冬に運動

年末に向けてイベントと共に、体重も増え始めてしまう・・・。』と気にされる方もいらっしゃると思います。寒くて運動するには億劫に感じるかもしれませんが、実は、冬は運動を始めるには良い時期かもしれません。体温を維持するために基礎代謝(じっとしていても消費するカロリーの量)が上がりますし、その環境下で運動(ジョギングなどの有酸素運動や筋力トレーニング)を行うことでよりカロリーを消費できると考えられているためです。
しかし、過度の運動は免疫を下げてしまう可能性があるため、体調管理には気をつけなければなりません。2011年人文科学論集に掲載された論文によると、ランナーがマラソンなどのレース後に上気道感染(風邪)にかかる率は、レースに参加しなかったランナー(トレーニングは同じようにしている)に比べ6倍も高かったことを示したそうです。一方で、定期的に適度な運動(ジョッギング、ウォーキングなど)を行っている高齢者の上気道感染の割合は21%以下で、同年代の感染率である50%を大きく下回っているという報告もあります。

なぜ運動によって風邪を引きやすくなったり、引きにくくなったりするかは現在のところ解明されていないそうですが、有力な説としては免疫細胞のターンオーバー(免疫細胞は数時間から数週間で死ぬため、常に新しい細胞に入れ替わっている)が、運動によって早められる」(鈴木正敏2011)というものです。運動強度が適度で回復期間が十分であれば、新鮮な(機能の高い)免疫細胞が増え風邪を引きにくい体になり、運動強度が過度で回復期間が不十分であれば、未成熟(機能の低い)な免疫細胞となるため風邪を引きやすい体となってしまうそうです。
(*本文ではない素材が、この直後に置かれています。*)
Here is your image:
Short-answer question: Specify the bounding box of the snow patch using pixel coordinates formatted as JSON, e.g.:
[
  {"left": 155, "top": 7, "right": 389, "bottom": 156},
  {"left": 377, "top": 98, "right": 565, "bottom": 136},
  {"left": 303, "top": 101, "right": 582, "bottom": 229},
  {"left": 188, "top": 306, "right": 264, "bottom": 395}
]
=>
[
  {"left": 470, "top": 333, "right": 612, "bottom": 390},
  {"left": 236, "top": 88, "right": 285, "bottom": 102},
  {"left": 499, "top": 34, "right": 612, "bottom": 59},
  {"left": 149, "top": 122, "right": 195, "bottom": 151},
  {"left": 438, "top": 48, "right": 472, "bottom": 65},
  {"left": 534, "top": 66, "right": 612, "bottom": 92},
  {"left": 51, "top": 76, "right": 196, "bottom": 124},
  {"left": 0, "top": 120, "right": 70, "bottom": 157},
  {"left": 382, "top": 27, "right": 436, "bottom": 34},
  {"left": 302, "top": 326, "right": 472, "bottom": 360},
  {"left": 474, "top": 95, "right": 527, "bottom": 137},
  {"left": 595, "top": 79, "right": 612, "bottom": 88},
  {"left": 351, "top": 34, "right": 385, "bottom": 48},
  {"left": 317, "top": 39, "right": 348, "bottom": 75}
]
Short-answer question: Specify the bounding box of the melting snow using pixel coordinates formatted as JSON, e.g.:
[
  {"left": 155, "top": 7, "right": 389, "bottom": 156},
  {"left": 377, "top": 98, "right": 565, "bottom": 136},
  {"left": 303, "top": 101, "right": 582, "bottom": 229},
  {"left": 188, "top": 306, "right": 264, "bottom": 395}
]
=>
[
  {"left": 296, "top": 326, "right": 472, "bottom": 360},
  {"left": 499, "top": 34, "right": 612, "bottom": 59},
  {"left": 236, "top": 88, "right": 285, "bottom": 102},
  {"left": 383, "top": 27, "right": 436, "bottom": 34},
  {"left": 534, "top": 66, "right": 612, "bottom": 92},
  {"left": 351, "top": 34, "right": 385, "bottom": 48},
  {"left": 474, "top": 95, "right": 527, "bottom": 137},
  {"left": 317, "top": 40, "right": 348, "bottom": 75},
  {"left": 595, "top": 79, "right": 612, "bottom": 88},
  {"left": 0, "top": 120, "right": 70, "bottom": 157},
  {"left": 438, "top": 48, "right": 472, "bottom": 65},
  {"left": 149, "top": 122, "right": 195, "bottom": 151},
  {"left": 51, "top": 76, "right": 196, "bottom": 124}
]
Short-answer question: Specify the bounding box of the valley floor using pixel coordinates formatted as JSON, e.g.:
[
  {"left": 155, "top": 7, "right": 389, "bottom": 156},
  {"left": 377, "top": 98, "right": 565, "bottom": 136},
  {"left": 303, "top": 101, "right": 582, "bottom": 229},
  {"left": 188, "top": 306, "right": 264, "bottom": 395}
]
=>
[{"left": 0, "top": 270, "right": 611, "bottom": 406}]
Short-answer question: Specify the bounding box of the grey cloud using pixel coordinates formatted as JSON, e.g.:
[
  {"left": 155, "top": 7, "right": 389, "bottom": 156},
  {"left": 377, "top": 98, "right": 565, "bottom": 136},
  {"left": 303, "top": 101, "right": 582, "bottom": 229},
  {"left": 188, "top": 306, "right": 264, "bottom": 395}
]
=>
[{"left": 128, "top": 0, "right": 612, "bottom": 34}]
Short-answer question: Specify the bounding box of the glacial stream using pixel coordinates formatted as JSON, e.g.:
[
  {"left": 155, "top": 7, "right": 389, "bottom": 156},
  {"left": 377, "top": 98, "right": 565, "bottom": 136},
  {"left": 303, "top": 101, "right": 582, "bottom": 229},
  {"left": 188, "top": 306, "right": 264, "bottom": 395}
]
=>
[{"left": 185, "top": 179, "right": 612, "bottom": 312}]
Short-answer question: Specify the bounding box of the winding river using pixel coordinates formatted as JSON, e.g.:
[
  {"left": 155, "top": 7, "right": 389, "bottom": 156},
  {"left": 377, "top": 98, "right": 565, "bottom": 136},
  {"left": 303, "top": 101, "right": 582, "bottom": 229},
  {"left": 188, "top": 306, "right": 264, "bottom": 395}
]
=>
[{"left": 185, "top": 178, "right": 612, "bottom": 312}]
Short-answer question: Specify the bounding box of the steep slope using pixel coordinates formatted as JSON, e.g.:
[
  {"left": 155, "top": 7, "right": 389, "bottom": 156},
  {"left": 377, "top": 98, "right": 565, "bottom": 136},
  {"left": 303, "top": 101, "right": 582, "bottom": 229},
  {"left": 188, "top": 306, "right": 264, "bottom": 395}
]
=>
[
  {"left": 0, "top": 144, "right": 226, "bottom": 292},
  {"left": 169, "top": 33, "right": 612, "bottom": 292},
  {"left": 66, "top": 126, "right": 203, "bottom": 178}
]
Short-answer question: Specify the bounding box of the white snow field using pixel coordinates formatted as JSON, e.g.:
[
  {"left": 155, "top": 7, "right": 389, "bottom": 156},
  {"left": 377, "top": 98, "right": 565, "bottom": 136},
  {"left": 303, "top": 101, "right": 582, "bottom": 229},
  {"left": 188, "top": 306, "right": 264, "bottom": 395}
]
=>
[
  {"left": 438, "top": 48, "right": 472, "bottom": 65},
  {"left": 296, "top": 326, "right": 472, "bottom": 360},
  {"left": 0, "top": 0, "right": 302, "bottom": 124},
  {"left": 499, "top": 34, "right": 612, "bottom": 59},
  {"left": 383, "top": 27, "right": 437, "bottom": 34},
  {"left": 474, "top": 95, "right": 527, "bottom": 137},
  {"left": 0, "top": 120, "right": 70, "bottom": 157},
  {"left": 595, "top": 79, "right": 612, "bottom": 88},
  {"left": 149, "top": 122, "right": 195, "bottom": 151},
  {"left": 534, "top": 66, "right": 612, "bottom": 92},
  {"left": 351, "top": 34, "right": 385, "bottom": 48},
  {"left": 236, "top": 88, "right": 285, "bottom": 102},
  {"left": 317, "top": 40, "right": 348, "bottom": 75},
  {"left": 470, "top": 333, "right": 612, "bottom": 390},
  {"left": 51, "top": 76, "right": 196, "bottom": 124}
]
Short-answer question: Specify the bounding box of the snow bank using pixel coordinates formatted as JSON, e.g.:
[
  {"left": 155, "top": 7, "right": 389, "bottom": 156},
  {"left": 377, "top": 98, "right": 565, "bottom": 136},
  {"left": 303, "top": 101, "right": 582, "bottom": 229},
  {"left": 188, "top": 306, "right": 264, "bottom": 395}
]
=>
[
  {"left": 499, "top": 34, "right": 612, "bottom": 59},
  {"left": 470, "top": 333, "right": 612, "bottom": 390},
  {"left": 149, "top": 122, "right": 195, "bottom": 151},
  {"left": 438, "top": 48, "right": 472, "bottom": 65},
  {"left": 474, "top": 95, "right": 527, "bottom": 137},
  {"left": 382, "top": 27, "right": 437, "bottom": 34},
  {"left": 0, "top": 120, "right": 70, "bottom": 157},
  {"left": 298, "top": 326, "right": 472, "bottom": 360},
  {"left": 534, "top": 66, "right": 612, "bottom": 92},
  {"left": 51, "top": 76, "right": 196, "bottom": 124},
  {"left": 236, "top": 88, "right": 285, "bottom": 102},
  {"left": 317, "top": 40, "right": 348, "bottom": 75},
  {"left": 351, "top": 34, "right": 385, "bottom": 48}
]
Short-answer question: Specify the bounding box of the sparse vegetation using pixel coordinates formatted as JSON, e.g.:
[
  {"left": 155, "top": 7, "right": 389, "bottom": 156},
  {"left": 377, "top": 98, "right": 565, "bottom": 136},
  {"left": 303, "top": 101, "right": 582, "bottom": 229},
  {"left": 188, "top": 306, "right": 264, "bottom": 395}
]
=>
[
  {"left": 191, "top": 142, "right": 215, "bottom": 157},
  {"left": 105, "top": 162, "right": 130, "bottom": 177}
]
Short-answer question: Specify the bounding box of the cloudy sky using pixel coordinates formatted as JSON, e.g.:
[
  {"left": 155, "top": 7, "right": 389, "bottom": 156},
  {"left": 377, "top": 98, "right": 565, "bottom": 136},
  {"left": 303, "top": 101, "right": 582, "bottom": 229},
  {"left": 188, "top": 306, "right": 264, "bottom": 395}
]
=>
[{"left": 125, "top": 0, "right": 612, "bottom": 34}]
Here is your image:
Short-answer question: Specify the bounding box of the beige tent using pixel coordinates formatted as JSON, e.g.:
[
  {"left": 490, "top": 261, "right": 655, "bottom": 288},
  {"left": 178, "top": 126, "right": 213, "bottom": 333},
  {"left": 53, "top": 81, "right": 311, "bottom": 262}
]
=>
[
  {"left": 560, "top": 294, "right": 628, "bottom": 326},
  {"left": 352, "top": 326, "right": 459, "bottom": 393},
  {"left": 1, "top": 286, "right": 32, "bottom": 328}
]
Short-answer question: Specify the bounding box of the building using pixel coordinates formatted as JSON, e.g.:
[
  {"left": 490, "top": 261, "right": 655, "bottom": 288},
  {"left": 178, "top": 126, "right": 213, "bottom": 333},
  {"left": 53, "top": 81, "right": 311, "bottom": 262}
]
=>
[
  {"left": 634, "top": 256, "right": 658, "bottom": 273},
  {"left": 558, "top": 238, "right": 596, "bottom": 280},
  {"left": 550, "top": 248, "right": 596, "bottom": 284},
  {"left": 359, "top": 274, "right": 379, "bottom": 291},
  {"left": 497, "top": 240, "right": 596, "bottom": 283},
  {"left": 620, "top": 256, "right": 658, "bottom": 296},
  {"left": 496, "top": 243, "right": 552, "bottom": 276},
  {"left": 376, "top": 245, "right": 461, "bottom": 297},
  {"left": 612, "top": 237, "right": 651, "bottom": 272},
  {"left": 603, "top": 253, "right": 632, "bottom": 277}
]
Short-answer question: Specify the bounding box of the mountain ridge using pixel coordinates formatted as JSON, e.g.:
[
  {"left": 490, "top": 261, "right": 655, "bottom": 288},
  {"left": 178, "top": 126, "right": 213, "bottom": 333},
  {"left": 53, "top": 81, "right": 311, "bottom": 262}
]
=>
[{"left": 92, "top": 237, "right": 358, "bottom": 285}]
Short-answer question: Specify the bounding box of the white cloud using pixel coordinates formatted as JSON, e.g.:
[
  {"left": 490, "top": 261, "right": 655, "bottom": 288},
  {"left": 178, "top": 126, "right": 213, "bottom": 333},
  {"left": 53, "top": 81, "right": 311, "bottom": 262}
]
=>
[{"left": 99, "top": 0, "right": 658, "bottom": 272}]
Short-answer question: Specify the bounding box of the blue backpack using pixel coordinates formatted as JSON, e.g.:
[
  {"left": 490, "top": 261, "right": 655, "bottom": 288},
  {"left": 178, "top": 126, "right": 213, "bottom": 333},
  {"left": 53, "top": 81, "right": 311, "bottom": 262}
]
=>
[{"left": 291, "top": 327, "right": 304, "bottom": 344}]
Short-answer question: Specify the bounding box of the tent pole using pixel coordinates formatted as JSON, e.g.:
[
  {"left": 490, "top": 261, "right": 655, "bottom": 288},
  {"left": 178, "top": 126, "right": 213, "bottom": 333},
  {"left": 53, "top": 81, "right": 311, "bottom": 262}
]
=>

運動はニコニコしながらでも続けられる強度で、週2〜3回のペースで、休養を十分にとって行えば、高い免疫機能が得ることに繋がります。また、消費するカロリーを増やすことができるため、体重の増加を防ぐまたは、減少が期待されます。年末のイベントによる体重への不安が、少しでも軽くなってくれれば幸いです。